A verdade é que o cantautor português e o seu novo álbum Canções do Pós-Guerra ecoam os intérpretes de tempos antigos. As seis cordas da guitarra substituem as do alaúde nesta equação mas a sua engenhosa poesia que tem tanto de street smart como de pomposa contrabalança o tom menos barroco das canções. E neste álbum as letras de Úria brilham ainda mais, como a fogueira ao lado da qual são cantadas. 

As palavras deste tondelense tornado bardo destacam-se especialmente por causa do tom despido e acústico deste projecto. Depois do grandioso Carga de Ombro, Canções do Pós-Guerra mostra-se contido, dotado de uma simplicidade que nunca deverá ser confundida com falta de ideias, como “Cedo” tão bem demonstra. É uma poderosa e doce brisa de amor profundo, transversal a todos os apaixonados, sejam miúdos ou graúdos. É um testemunho do amor duradouro: os que sabem, sabem, e aqueles que não sabem, ao som desta promessa sonora anseiam saber.

O amor que compõe o mais recente repertório de Samuel Úria vai muito além das cantigas deste tipo de trovador, trazendo essa imagem romantizada para os tempos modernos com baladas profundas e pessoais. “O Muro” mostra-nos alguém complexo, difícil de amar mas que se esforça pela sua cara-metade, enquanto a contemplativa “Guerra e Paz” nos mostra um homem derrotado, a quem o perdão fechou as portas.

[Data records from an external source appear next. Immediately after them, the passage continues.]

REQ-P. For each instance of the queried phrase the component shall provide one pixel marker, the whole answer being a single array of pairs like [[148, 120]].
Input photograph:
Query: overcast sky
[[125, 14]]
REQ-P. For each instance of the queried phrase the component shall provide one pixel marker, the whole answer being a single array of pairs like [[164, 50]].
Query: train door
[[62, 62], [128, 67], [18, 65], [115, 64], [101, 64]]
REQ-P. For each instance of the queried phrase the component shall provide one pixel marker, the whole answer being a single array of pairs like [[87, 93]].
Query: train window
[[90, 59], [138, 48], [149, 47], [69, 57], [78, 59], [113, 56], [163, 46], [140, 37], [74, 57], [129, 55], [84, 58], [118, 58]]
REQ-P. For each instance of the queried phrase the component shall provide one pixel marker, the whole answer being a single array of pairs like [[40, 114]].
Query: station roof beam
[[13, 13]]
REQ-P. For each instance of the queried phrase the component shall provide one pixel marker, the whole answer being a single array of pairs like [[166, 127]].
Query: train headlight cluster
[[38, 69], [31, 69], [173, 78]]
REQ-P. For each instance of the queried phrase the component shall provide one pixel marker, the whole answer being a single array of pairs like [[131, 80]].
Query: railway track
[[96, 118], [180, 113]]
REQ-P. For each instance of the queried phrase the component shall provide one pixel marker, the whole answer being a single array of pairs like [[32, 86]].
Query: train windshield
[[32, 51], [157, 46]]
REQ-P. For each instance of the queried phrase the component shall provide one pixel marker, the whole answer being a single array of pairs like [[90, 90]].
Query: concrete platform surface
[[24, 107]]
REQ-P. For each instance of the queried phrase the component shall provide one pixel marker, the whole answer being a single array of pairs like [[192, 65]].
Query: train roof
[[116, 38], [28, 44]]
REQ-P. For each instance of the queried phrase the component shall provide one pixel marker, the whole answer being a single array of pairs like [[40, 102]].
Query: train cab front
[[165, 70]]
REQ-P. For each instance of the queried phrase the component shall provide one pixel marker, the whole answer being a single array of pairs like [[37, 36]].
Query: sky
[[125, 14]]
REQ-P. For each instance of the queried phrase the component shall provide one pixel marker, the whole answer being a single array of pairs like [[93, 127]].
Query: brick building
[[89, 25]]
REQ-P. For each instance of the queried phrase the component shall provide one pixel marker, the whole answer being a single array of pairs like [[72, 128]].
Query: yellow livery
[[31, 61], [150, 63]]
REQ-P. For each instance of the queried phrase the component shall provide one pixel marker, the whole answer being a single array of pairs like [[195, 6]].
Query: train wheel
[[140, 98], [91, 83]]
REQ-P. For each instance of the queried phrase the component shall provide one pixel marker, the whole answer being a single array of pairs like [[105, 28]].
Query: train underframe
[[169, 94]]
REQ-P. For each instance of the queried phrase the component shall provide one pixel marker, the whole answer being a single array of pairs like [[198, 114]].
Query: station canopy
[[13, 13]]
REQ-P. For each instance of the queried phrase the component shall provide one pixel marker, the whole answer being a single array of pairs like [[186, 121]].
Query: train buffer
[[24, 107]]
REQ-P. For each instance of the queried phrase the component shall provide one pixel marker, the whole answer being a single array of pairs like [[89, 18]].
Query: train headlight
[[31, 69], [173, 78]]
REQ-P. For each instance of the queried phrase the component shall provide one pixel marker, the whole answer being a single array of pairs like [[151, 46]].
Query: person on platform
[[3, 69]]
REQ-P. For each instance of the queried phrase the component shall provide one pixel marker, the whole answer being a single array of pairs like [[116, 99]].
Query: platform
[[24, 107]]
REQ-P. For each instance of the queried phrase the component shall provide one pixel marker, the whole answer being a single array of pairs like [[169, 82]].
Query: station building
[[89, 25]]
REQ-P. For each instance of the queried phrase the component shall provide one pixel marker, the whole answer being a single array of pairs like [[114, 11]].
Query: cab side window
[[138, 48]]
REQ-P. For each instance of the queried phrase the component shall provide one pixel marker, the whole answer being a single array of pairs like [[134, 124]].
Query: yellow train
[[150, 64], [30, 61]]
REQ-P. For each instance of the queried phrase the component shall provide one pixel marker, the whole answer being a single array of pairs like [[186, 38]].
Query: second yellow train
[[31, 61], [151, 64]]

São cantigas que oferecem uma visão de amor mais abrangente que o simples conquistar das donzelas, ainda que “Contenção” mostre que o acto de cortejar continua a ser uma arte, ao bradar aos céus um amor que bate forte dentro do coração. 

Mas o que seria um trovador sem as suas cantigas de escárnio e maldizer? Pouco mais que um romântico incorrigível, certamente, mas Samuel Úria mostra-se como muito mais do que isso, revelando-se igualmente um observador atento e pessimista do mundo gradualmente mais volátil que o rodeia. “Aos pós” apresenta-nos ao álbum e aos tempos actuais através de um estado da arte da dormência e apatia, firme e hirta na sua cadência mas indolente nas suas palavras, uma reflexão irónica sobre a inevitabilidade e insignificância da nossa existência. Já “As traves” foca-se nos culpados, apontando o dedo a um personagem vil e asqueroso que não vê para além dos seus interesses. 

Mas é “Fica Aquém” quem melhor resume esse olhar cronista. Se os jogos de palavras não nos convencem, a frase final certamente que o fará: “O povo em bruto é tão sereno” ecoa antes de ser engolfada por vocalizações proféticas. É uma aviso deste cantautor que emula as aventuras musicais do passado sempre com os pés bem assentes no terreno, naquele que é um belo cartão de boas-vindas de Samuel Úria a esta nova era do trovador. Agora que a teoria está exposta, voltemos até à primeira dessas eras, certo de que Canções do Pós-Guerra está exactamente onde devia estar.